Geflohener chinesischer Dissident Chen: Spekulationen über Verhandlungen

Der Fall des geflohenen chinesischen Menschenrechtlers Chen Guangcheng wird zur Belastungsprobe für die Beziehungen zwischen China und den USA. Wo er sich aufhält, ist weiter unklar.

Soll sich in der US-Botschaft in Peking aufhalten: Chen Guangcheng. Bild: dpa

PEKING dpa/dapd/rtr | Nach der spektakulären Flucht des blinden chinesischen Dissidenten Chen Guangcheng aus seinem Hausarrest haben Menschenrechtler am Samstag über mögliche Verhandlungen zwischen Peking und Washington spekuliert. Sie gehen weiter davon aus, dass Chen Zuflucht in der US-Botschaft in Peking gesucht hat. „Chen steht unter dem Schutz der USA und derzeit laufen auf höchster Ebene Gespräche zwischen chinesischen und amerikanischen Regierungsvertretern über Chens Status“, hieß es in der Erklärung von der in den USA ansässigen Menschenrechtsorganisation ChinaAid.

„Dies ist ein Angelpunkt der amerikanischen Menschenrechts-Diplomatie“, schrieb Bo Fu, Vorsitzender von ChinaAid, auf dem Kurznachrichtendienst Twitter. Nach seiner Darstellung wird bereits fieberhaft über die Zukunft des Bürgerrechtlers verhandelt. Ranghohe Vertreter Chinas und der USA hätten bereits Gespräche über den Fall aufgenommen. Bo Fu wertet den Fall Chen als Bewährungsprobe für die USA und ihr Image bei der Wahrung von Menschenrechten. „Wegen Chens großer Bekanntheit muss die Obama-Regierung zu ihm stehen oder sie riskiert, ihre Glaubhaftigkeit als Verteidiger der Freiheit und der Rechtsstaatlichkeit zu verlieren“, sagte Bo.

Doch der Fall kommt zu einem Zeitpunkt, an dem die USA bei mehreren Themen die Unterstützung Chinas braucht – nicht zuletzt in den Atomkonflikten mit dem Iran und Nordkorea und zur Erhöhung des Drucks auf die Regierung in Syrien. Bilaterale Handelsstreitigkeiten, die Entwicklung der chinesischen Währung und die Beziehungen der USA und Taiwans dürften ebenfalls auf der Agenda der Gespräche mit Clinton am Donnerstag und Freitag stehen.

„Ich habe nichts Neues“

Die US-Regierung äußerte sich bislang nicht zu Medienberichten, wonach Chen in die US-Botschaft in der chinesischen Hauptstadt geflohen ist. „Wir haben in der Vergangenheit unsere Sorgen in dem Fall deutlich gemacht. Ich habe heute nichts Neues“, erklärte Außenministeriumssprecherin Victoria Nuland in Washington. Auch die chinesische Regierung äußerte sich nicht zu dem Fall.

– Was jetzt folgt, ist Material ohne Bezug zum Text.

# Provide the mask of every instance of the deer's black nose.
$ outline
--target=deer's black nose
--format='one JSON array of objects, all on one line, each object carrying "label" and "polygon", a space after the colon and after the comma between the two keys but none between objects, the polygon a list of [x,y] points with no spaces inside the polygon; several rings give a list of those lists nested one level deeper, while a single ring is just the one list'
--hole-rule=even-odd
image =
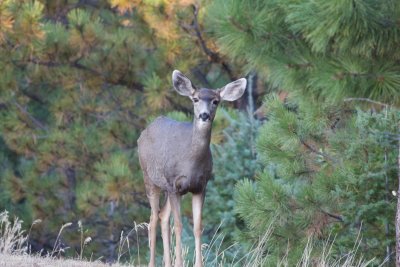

Freunde Chens hatten am Freitag mitgeteilt, dass der 40 Jahre alte Bürgerrechtler seinen Bewachern im Dorf Dongshigu in der ostchinesischen Provinz Shandong entkommen und nach Peking gebracht worden sei. In einer am Freitagabend verbreiteten Videobotschaft forderte Chen den chinesischen Regierungschef Wen Jiabao auf, seine Familie vor „verrückten“ Repressalien zu schützen.

Der Bürgerrechtler hatte sich seit Ende der 90er Jahre mit seinem Einsatz für Opfer von Machtwillkür einen Namen gemacht. Als Jurist half er auch Opfern von Zwangsabtreibungen in der Stadt Linyi und war den Behörden deshalb ein Dorn im Auge. 2005 wurde er zu vier Jahren und drei Monaten Haft verurteilt. Seit Ablauf einer Haftstrafe im September 2010 waren Chen und seine Frau in seinem Haus festgehalten worden.